Conference Proceeding

Publication Date

3-1-2016

Journal

Journal of Orthopaedic Trauma

Volume

30

Issue

3

First Page

156

Last Page

161

URL with Digital Object Identifier

10.1097/BOT.0000000000000533

Abstract

© Copyright 2016 Wolters Kluwer Health, Inc. All rights reserved. Objectives: To determine the extent to which knowledge from clinical trial protocols is transferred to nonparticipating patients. Design: Retrospective review of prospectively collected data from a large clinical trial. Setting: Six level-1 international trauma centers. Methods: We compared rates and timing of reoperation in a subset of patients enrolled in the Study to Prospectively evaluate Reamed Intramedullary Nails in Patients with Tibial Fractures (SPRINT) to concurrent patients who were eligible but not enrolled. This was a retrospective review of prospectively collected trial data. The records of 6 of the original SPRINT centers were searched for non-SPRINT patients who underwent intramedullary nailing of a closed tibial fracture. The rate and timing of reoperation were compared. A P < 0.05 was considered significant. Results: One hundred fourteen non-SPRINT patients were compared with 328 patients enrolled in SPRINT from those same sites. There were 7 reoperations (6.1%) in non-SPRINT patients versus 18 (5.2%) in SPRINT patients [odds ratio (OR) 1.19, 95% confidence interval (CI) 0.41 to 3.13; P 0.811]. There was no difference in the time to reoperation between the SPRINT and non-SPRINT patients (6.2 vs. 6.8 months, 95% CI of the difference -3.8 to 2.6; P 0.685) or in the proportion of patients who underwent reoperation before 6 months (29% vs. 43%; OR 1.75; 95% CI 0.18 to 15.41; P 0.647).

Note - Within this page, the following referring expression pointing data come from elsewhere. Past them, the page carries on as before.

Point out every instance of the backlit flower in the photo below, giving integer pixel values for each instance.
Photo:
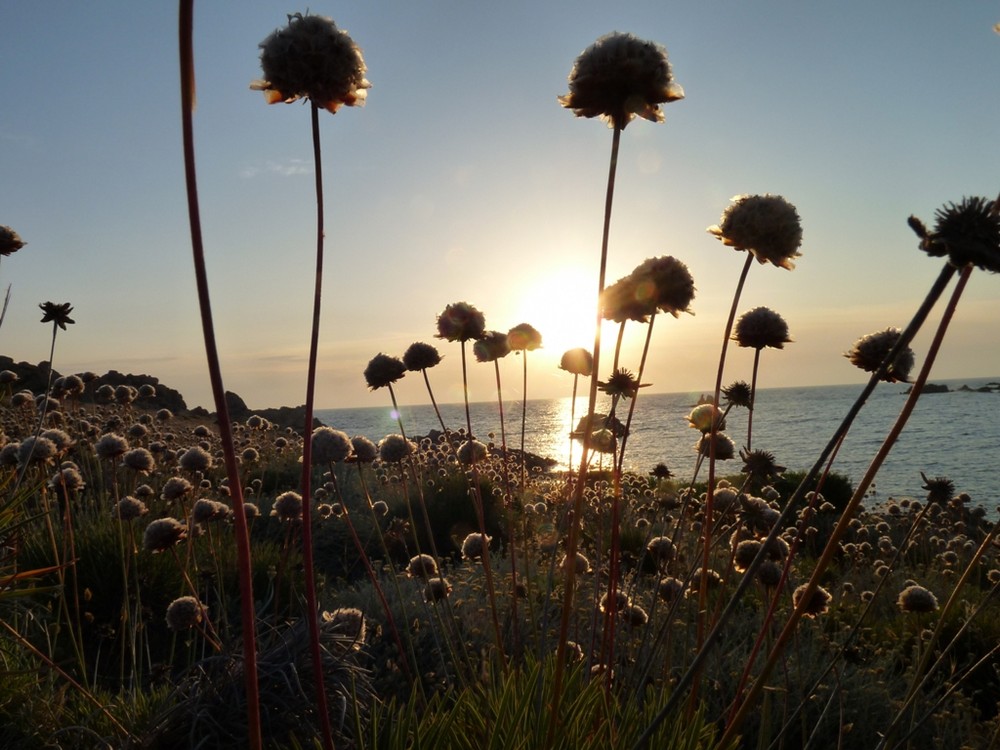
(10, 241)
(761, 327)
(578, 361)
(383, 370)
(619, 77)
(460, 321)
(869, 351)
(312, 58)
(968, 232)
(765, 225)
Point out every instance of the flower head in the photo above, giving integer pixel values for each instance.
(761, 327)
(311, 57)
(491, 346)
(421, 356)
(383, 370)
(578, 361)
(765, 225)
(968, 232)
(57, 313)
(460, 321)
(10, 241)
(619, 77)
(869, 352)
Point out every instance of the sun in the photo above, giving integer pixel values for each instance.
(562, 307)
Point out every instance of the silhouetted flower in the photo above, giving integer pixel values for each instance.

Conclusions: Patients not enrolled in SPRINT had similarly low rates of reoperation for nonunion, and the average time to reoperation for both groups was longer than 6 months. A 6-month waiting period may have allowed slow-to-heal fractures adequate time to heal, thereby reducing the rate of diagnosis of nonunion. As such, this waiting period could contribute to lower-than-expected reoperation rates for nonunion. It is possible that clinical trials may beneficially influence the care of nonenrolled patients.